Dever focuses on the permanence of trading strategies and seeks to develop strategies with a strong probability of remaining valid over time (a generation or more). Dever does not have confidence in short term, technically driven strategies because he believes these strategies are not based on sound return drivers and, in most cases, are random.

A trading strategy has two components: a system that exploits a return driver and a market that is best suited to capture the returns promised by the return driver.

Dever's investment process is based on the scientific method and includes the following primary elements:
- Start by identifying a return driver.
- Develop the concept into a trading strategy.
- Test the trading strategy across many markets and time frames.
- Combine hundreds of different strategy-market combinations into a diversified portfolio.

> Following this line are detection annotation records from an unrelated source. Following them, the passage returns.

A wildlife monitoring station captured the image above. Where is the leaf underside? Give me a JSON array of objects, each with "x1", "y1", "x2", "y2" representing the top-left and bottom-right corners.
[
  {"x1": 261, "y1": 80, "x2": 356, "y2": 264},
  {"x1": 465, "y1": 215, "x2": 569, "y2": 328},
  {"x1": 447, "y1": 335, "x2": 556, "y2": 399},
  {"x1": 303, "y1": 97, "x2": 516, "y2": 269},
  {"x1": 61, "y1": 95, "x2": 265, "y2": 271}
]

Dever emphasizes the need to minimize event risk. Diversified portfolios are subject to far lower event risk than conventional portfolios. Leverage can even be added to a diversified portfolio, and the diversified portfolio would still have less event risk and volatility than a conventional portfolio allocated to stocks (60%) and bonds (40%). Dever's philosophy is to incorporate as many diversified return drivers as possible in the portfolio so that they are not all subject to the same external events. But there is always the risk of loss, regardless of the amount of diversification.

Dever believes that drawdowns are the largest impediment to strong, positive returns over time.

==Book==
Dever is the author of the best-selling investment book "Jackass Investing: Don't do it. Profit from it."

"Jackass Investing" is a book that challenges conventional investment wisdom and presents an entirely new system of thought. The book describes 20 common investment myths and explains why each is a myth and not a fact.

The definition of "Jackass Investing" is taking unnecessary risk.

The book was published in 2011, but Dever initially developed the idea for the book in 1999. He decided to write "Jackass Investing" to systematically refute major investment myths by presenting the truth. He believes that most investment professionals preach similar "myths" that prohibit investors from creating truly diversified portfolios.